By | February 9, 2004

      Hybrid services are changing the shape of the satellite industry and causing a ripple effect in the regulatory arena. Satellite, wireless, wireline, Wi-Fi, and fiber-optic cable technologies are being used to form various combinations of hybrid networks and services. As a result, the distinctions of the past when an individual company focused on one technology or another are fading.

      Intelsat, PanAmSat [Nasdaq: SPOT] and other satellite operators are buying or partnering with companies that offer fiber or other networking capabilities to supplement their core satellite businesses. The trend seems to be accelerating and it is likely to continue unabated in the future. Ultimately, the survivors may well be those that use a host of technologies rather than just one.

      The trend is posing a challenge for regulators. A case in point is in the United States, where the Federal Communications Commission (FCC) is trying to adapt to the change. The agency is attempting to address licensing requests from companies seeking to go beyond the traditional use of satellite technology and bandwidth. Their intent is to provide consumers with exciting new services.

      Don Abelson, chief of the FCC’s International Bureau, said growing interest exists at his agency to demonstrate flexibility in spectrum management decisions. One example is for the FCC to encourage secondary markets to use spectrum already assigned to others for primary use, he added.

      “I know that the [FCC] chairman’s goal is to let innovators and individuals deliver the services they want, when they want … whether the spectrum is used for fixed data services or mobile voice services, video distribution services or home networking,” Abelson said.

      Tom Tycz, chief of the FCC International Bureau’s Satellite Policy Division, last week told a gathering of the Mid-Atlantic Chapter of the Society of Satellite Professionals International (SSPI) that Connexion by Boeing is trying to use spectrum in an innovative way. Connexion by Boeing is preparing to introduce an in-flight mobile satellite service (MSS) that would rely on spectrum in a band traditionally used for fixed satellite services (FSS).

      “Distinctions between the types of services and the bands they use are getting blurred,” Tycz said in a follow-up interview. Applications from satellite companies interested in providing novel services need to be fit into domestic and international regulatory frameworks, he added.

      Industry innovation and expanding consumer demand increasingly are challenging traditional definitions and distinctions of satellite services and spectrum bands. Regulators have responded not only by creating secondary markets for spectrum bands but also by granting waivers and taking other measures to accommodate additional users.

      An impetus for the change is industry’s interest in providing the least costly and most effective services. One example is the creation of hybrid systems that combine satellite and Wi-Fi. Another is the development of satellite and fiber networks.

      Yet another example is Connexion by Boeing, which this year will become the world’s first commercial provider of high-speed Internet access on airliners.
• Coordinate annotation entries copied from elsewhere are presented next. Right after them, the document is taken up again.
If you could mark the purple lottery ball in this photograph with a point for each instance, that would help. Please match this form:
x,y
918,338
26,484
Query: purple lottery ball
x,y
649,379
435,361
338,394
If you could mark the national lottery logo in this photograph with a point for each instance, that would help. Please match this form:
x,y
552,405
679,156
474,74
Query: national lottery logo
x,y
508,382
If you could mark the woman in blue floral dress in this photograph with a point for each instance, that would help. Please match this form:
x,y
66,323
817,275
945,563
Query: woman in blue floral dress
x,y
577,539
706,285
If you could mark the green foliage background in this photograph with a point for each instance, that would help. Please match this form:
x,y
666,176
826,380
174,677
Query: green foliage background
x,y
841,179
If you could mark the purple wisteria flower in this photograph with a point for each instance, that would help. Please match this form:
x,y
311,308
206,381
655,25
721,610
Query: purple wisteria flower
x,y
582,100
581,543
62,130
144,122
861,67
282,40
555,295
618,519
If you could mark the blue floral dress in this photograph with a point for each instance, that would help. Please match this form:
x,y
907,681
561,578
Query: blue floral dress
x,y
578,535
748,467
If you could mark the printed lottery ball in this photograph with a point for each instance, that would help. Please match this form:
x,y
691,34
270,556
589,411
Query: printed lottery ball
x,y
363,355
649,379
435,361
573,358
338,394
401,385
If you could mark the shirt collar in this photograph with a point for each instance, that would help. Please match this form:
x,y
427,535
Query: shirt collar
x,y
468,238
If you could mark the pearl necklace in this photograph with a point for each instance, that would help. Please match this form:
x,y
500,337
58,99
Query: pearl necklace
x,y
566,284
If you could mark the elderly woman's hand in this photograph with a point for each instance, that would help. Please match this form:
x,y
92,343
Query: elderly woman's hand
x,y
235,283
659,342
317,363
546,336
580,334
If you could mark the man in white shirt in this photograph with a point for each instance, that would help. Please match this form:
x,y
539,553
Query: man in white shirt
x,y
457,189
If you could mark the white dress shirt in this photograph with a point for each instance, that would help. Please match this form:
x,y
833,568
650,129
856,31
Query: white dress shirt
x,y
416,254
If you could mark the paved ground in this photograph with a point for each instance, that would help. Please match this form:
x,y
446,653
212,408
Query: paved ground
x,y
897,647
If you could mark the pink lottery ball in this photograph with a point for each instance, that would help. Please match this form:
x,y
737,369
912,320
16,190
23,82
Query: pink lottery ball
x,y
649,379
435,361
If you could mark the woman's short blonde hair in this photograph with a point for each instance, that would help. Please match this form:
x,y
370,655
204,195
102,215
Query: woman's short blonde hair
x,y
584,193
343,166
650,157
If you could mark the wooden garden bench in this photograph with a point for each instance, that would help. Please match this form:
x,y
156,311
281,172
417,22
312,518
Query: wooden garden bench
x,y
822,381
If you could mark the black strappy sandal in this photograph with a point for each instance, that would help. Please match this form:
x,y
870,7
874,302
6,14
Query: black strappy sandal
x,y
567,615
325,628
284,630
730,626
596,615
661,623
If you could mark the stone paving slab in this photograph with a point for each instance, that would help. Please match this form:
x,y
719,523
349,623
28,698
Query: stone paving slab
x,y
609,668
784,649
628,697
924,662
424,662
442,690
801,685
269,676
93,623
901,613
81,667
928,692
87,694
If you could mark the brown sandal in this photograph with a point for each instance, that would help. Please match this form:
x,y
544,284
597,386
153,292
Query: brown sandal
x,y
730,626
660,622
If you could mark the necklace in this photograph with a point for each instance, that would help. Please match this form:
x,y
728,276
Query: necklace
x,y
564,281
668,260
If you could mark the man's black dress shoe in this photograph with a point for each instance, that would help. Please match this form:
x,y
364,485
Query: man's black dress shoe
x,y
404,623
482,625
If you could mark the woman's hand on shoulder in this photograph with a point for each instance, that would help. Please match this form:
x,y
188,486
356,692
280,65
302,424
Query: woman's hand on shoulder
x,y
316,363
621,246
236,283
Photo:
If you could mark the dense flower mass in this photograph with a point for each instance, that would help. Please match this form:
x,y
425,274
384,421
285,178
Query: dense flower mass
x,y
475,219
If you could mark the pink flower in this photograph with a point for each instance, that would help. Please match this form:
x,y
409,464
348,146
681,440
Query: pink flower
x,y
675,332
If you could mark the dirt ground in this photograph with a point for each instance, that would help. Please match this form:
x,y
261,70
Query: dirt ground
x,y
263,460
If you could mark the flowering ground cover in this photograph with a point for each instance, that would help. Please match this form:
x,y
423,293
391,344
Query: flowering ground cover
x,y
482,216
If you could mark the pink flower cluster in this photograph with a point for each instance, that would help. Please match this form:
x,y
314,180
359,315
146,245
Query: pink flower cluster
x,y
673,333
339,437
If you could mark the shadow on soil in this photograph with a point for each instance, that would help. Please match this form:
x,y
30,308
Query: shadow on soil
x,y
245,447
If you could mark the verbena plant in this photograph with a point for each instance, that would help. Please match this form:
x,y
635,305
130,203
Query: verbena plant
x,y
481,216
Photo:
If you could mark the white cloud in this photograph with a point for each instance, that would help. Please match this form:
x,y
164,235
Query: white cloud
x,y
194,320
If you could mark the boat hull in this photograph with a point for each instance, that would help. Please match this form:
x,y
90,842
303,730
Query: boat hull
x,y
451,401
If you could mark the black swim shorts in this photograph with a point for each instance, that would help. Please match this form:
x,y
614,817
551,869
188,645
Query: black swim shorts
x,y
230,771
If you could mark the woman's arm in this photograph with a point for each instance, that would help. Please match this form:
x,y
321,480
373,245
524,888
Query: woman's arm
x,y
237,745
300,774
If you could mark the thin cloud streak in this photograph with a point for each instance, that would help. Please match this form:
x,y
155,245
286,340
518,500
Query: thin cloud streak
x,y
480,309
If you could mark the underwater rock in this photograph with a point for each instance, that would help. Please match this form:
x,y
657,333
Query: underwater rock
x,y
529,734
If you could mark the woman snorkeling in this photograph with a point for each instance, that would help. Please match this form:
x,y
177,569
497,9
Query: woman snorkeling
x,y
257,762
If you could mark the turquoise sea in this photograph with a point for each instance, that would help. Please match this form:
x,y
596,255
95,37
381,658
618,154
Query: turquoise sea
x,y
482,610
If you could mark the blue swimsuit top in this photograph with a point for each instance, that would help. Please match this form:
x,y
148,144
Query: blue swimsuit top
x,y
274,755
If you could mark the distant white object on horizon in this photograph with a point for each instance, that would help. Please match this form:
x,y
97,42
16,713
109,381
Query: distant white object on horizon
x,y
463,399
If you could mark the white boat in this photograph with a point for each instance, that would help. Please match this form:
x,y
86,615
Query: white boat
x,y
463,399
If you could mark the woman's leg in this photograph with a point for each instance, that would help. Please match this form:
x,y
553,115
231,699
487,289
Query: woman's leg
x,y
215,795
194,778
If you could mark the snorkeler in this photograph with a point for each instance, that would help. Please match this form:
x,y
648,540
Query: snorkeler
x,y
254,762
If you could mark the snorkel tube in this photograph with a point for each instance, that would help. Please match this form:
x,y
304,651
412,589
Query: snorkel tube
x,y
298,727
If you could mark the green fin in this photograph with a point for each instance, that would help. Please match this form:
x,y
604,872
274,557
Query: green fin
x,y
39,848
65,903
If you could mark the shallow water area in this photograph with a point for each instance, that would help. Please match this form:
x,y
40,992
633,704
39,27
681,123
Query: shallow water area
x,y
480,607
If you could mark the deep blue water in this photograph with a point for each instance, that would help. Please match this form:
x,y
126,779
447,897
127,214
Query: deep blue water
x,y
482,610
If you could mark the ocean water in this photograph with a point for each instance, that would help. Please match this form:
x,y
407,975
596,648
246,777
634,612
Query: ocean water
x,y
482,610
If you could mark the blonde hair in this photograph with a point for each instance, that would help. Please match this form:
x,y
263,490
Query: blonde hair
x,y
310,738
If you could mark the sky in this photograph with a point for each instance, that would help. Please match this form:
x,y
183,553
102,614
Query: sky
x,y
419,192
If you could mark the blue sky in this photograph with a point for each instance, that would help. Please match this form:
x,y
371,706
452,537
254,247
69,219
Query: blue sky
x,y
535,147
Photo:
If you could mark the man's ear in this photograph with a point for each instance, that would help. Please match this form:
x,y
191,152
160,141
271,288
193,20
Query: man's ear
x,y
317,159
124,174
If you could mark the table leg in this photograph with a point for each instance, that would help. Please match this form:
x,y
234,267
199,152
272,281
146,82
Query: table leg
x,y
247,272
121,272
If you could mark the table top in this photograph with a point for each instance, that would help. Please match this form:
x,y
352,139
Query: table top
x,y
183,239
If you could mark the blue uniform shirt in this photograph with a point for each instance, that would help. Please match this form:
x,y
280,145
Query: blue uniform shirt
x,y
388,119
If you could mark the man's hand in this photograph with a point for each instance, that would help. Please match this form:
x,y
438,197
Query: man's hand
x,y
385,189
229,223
The company also recently announced plans to offer the service to the maritime industry (SN, Jan. 26, p. 1).

      The ultimate objective for Connexion by Boeing and other satellite companies is to offer services that consumers want and will pay to use. As with virtually any new service, gadget or consumer electronics product, users typically do not care about the engineering behind it. They just want it to work, period. Whether the service involves satellite- based video, voice or data, industry officials and regulators are adjusting and looking to rollout new capabilities without interfering with existing users in the same spectrum band.

      These instances of innovation will continue to require regulators to find ways to allow progress to take place, without compromising the services provided by current bandwidth users.